15 In all the circumstances, I see no reason in my discretion why I ought refuse to make the order sought. I accordingly will do so. I make the order for issue of a warrant for the arrest of Stephen Michael Larkin.

      **********

IN THE SUPREME COURT
OF NEW SOUTH WALES
EQUITY DIVISION
EQUITY LIST

CAMPBELL J

FRIDAY 15 MARCH 2002

5990/01 ACTWANE PTY LIMITED (IN LIQUIDATION) RECEIVER & MANAGER APPOINTED)

JUDGMENT

1 HIS HONOUR: I made an order earlier today for the issue of a bench warrant for the arrest of Dr Stephen Michael Larkin. Dr Larkin is presently before the Court in custody of the sheriff’s officer.

2 I am informed that the manner in which he came here was that he heard of the making of the order and voluntarily came to Court, and it was only once he was at Court that he was arrested by the sheriff’s officer. That arrest occurred while Dr Larkin was in the Registrar’s Court awaiting the start of the examination.

3 Mr Braham, for the examiner, makes application that Dr Larkin be put on remand in custody, as that is the only way of ensuring that he will continue to attend the Court at the resumed hearing.

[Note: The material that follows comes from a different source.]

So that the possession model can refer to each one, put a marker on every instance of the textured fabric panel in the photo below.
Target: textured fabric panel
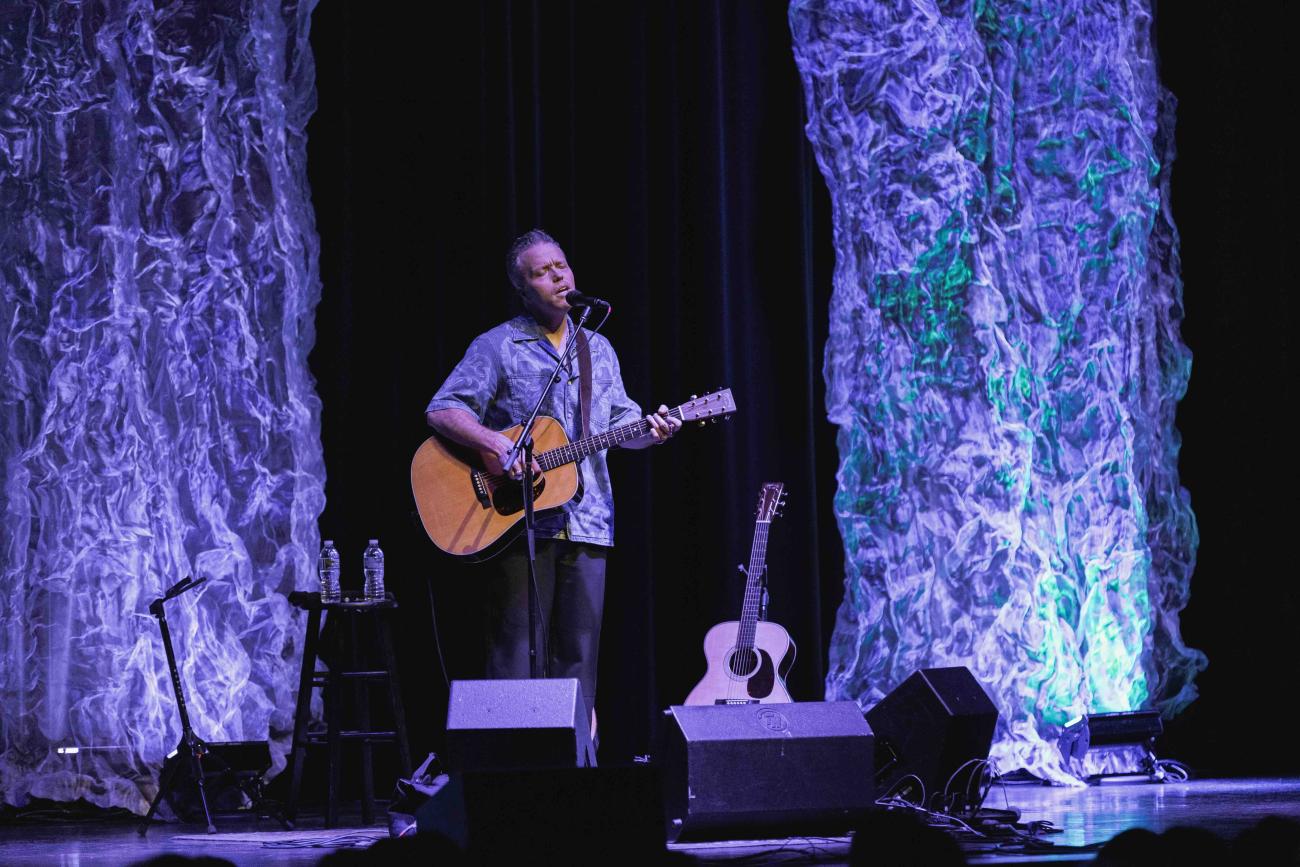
(1004, 356)
(157, 286)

4 It is presently 5 to 4 in the afternoon, so there will be little time for examination to continue this afternoon, though there will be some. I gather that the examination would be able to continue next Tuesday.

5 I have given consideration to Mr Braham’s application. I accept the submission which Mr Kidd put to me that for someone to be retained in custody it is a particularly serious matter; indeed, he put that it was an extreme matter. Likewise, though, the failure to obey a Court order which has not been set aside is a particularly serious matter.

6 There are powers of the Court under the laws of contempt to punish those who do not obey Court’s orders and it is very important that any order of a superior Court should be obeyed unless and until such time as it is set aside.

7 In the circumstances of the present case, however, and in particular bearing in mind that Dr Larkin voluntarily came to Court on hearing of the making of the order, I would not exercise any power to require him to be kept in custody.

8 In making this decision I have assumed, without deciding, that such power exists. In the circumstances, I discharge the bench warrant.

9 The basis on which I do so is that I am informed that Dr Larkin is prepared to proffer to the Court an undertaking to attend the examination this afternoon and whenever the examination is adjourned to from time to time unless and until he is released from this undertaking.

10 Do you give that undertaking to the Court on behalf of Dr Larkin, Mr Kidd?


      KIDD: I do, your Honour.

11 That undertaking to the Court is given by Mr Kidd on behalf of Dr Larkin. The bench warrant having been discharged, Dr Larkin is now free from custody.

12 The Court will now adjourn so that the examination proceedings can continue.